While the data did not allow the researchers to pinpoint the geographical origin of the Y-HT-1 haplotype, it might have either emerged in the domestic horse population by mutation or entered it through wild horses at the beginning or during domestication, the authors wrote. The fact that the estimated age of this haplotype is the same as the start of horse domestication — around 4,000 BC to 3,500 BC — suggests, though, that the Y-HT-1 haplotype came from within the domestic population.

Y-HT-1 took over starting in the Bronze Age, when humans migrated across Eurasia, "undoubtedly facilitated by the spread of horses as a means of transport and warfare," they wrote, and during the Iron Age, when the Roman Empire ruled Europe and changed breeding customs from female-based to male-based selective breeding.

The start of the Y-HT-1 expansion, they noted, correlated with the spread of the Yamnaya culture from the Pontic-Caspian steppe, which has been called the center of horse domestication. "Given the importance of domestic horses, it appears that deliberate selection/rejection of certain stallions by these people might have contributed to the loss of paternal diversity," they wrote.

Several additional analyses, assuming different demographic scenarios, further showed that the loss of paternal diversity was most likely caused by deliberate breeding rather than by genetic drift.

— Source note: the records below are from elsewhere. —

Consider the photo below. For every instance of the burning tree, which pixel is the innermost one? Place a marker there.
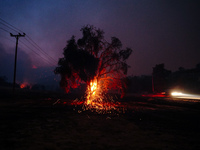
(96, 62)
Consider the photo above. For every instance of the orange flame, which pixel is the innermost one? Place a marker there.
(96, 98)
(22, 86)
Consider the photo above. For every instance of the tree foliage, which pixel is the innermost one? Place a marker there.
(91, 57)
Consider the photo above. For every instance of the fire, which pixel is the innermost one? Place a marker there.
(22, 86)
(96, 97)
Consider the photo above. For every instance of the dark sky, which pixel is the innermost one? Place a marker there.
(158, 31)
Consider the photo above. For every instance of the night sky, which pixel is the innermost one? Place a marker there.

Presumably, Y-HT-1 offered some advantage over Y-HT-4, to which it is similar. "With Y-HT-4 probably being older than Y-HT-1, it seems possible that the selective advantage of Y-HT-4 was retained in Y-HT-1, which then acquired its own additional advantageous mutations and, consequently, an even higher selective value," the authors speculated, noting that future research could try to explain what phenotypic traits the two haplotypes possibly exhibited that breeders could select for.